Why Today's Pullback Could Be a Buying Opportunity

Today's stock pullback could present a buying opportunity for investors, but beware upcoming market events

by Celeste Taylor

Published on Sep 9, 2016 at 3:41 PM
Updated on Jun 24, 2020 at 10:16 AM

Stocks are on pace for their worst session since the June 27 post-"Brexit" fiasco. The S&P 500 Index (SPX) is on track to snap its longest "quiet streak" in years -- currently down 1.9% -- and the Dow Jones Industrial Average (DJIA) is hot on its heels, plummeting over 315 points so far, or 1.7%. Before traders despair, however, it's important to consider that today's fall could actually present an opportunity to invest, if recent history is any indicator.

The left two tables below, courtesy of Schaeffer's Senior Quantitative Analyst Rocky White, shows 2016 data for the S&P 500 Index (SPX) and Dow Jones Industrial Average (DJIA) after the indexes fell by at least 1% in a single session. The two tables on the right show 'anytime' returns for the SPX and DJIA.

SPX DJIA 1 returns

The average 'anytime' two-week return for the SPX and DJIA are 0.73% and 0.70%, respectively. Compare this to when the indexes fall by at least 1% in a single day. When this happens, the SPX is 1.34% higher two weeks later, on average -- a return rate 83% higher than the average 'anytime' return rate. For the DJIA, the average two-week return after a 1% or more single-session decline is 1.02%, or a nearly 46% increase on the average 'anytime' returns.

In addition, according to the American Association of Individual Investors (AAII) survey, market sentiment has been lukewarm for a record 44 weeks. "Neutral" investors currently outweigh market bulls, meaning the typical "euphoria" associated with market peaks is notably absent. From a contrarian standpoint, this suggests today's breather could be temporary, and stocks could resume their quest for record highs.
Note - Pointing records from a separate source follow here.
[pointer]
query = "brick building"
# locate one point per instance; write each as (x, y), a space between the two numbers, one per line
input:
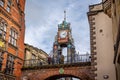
(12, 29)
(34, 55)
(104, 20)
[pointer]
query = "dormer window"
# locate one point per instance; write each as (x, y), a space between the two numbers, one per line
(9, 5)
(2, 3)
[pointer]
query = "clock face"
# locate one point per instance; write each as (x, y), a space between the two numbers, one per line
(63, 34)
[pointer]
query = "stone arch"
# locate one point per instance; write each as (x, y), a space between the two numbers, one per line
(61, 75)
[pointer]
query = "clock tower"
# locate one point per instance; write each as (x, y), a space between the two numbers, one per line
(64, 39)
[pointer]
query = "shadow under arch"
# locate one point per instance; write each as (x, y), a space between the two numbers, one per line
(54, 77)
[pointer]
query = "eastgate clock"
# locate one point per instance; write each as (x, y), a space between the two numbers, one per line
(63, 34)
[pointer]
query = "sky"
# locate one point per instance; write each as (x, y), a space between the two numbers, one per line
(43, 16)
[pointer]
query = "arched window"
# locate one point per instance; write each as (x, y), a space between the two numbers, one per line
(13, 36)
(9, 3)
(2, 3)
(3, 26)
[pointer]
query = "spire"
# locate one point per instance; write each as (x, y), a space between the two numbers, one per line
(65, 15)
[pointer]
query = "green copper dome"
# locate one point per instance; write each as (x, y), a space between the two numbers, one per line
(64, 25)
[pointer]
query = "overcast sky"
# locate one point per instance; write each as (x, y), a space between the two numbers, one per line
(43, 16)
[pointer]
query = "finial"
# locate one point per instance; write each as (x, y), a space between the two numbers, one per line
(64, 15)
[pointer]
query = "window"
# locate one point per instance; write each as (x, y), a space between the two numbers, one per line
(9, 5)
(1, 59)
(13, 37)
(2, 3)
(17, 1)
(33, 56)
(3, 26)
(10, 65)
(118, 61)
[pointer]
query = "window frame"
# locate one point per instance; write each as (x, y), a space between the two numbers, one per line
(3, 28)
(10, 65)
(9, 3)
(13, 37)
(2, 2)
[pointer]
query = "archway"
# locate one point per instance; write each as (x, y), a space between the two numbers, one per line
(62, 77)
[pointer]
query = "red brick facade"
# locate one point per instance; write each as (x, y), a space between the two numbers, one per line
(83, 73)
(11, 38)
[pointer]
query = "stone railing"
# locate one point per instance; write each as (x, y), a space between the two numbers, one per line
(57, 61)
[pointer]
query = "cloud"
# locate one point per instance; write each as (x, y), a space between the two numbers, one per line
(43, 16)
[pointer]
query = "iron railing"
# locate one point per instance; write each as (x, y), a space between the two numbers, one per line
(53, 61)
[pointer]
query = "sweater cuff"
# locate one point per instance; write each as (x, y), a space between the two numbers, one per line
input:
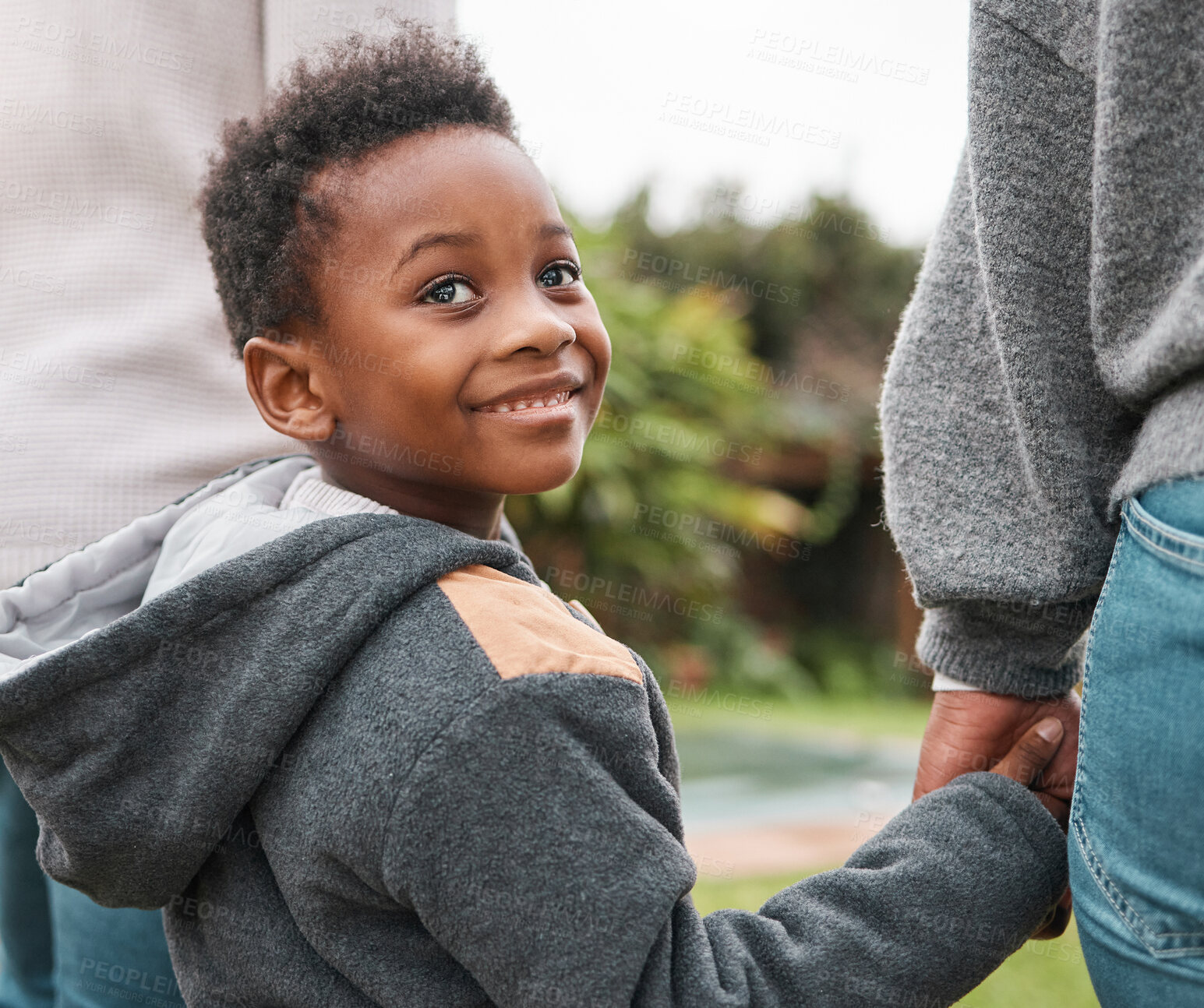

However, it's worth noting that the 38th week of the year (we're currently in the 36th week) has been especially weak for the S&P, going back to 1990. According to Schaeffer's Quantitative Analyst Chris Prybal, the SPX has lost 1.46%, on average, that week, with a win rate of just 27%. And it just so happens that the highly anticipated September Fed meeting falls in the 38th week this year.

SPX weekly return 2


Likewise, the CBOE Volatility Index (VIX) -- or market's "fear gauge" -- typically has the second biggest advance of any week during the 38th, gaining 7.3% on average. Further, the VIX has ended the week higher 65% of the time.